The Street Values project studies changing practices of heritage-making in public space, by analyzing examples and conceptual reflections. ‘Our research provides insight in how we view and interpret the so-called socialization of heritage’, says professor and project manager Riemer Knoop. Next to Riemer Knoop and Martijn de Waal, the research team included Michiel Schwarz and Nancy van Asseldonk.
In May 2019, the book More Street Values was presented in Pakhuis de Zwijger.
The book (in Dutch) can be downloaded below
About the research project: Heritage-making & placemaking
We live in a time of bottom-up, participation, diversity and more socially sustainable qualities in our living environment. It is therefore not surprising that the research shows a growing importance of new, sustainable and more participatory practices with respect to heritage and public space. Knoop: ‘Looking at it from a sustainable cultural perspective, the more these practices are socially embedded and provide room for multiple values and participants, the more successful they become.’

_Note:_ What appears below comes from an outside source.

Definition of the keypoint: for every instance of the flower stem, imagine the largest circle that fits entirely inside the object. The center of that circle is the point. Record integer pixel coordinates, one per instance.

The Street Values project looks at heritage as a social design challenge rather than an object or location which should be preserved. It shows how the practice of heritage-making is changing in the living environment. Heritage is becoming more inclusive, more interconnected with social actors and more closely attuned to the values of local communities. This has consequences for how heritage professionals should be educated.
During the second phase of the project three case studies were done at the request of interested parties. These were about:
– the link between the art programming of the Oude Kerk and its surroundings (Amsterdam, Red-Light District)
– the Transferability of the concept of Story House Belvédère (Rotterdam)
– the implementation of the cultural-societal core values of the Binckhorst Area in the transition to a metropolitan residential and working area (The Hague)
The insights from this research were shared with Monuments and Archaeology of the City of Amsterdam and the Cultural Heritage Agency (RCE). They were also used consulting housing corporation Stadgenoot regarding adaptive re-use of a monumental building in Amsterdam North. And master students Public Administration at VU Amsterdam study the new forms of participation which are addressed in Street Values.
Finally, a reference to the the Street Values research in an advice (in Dutch) by the Council for Culture and the Council for the Environment and Infrastructure is an example of the changing attitude and behaviour “ from collection to connection “ the heritage sector needs to manage transitions with respect to climate, energy, demography and governance.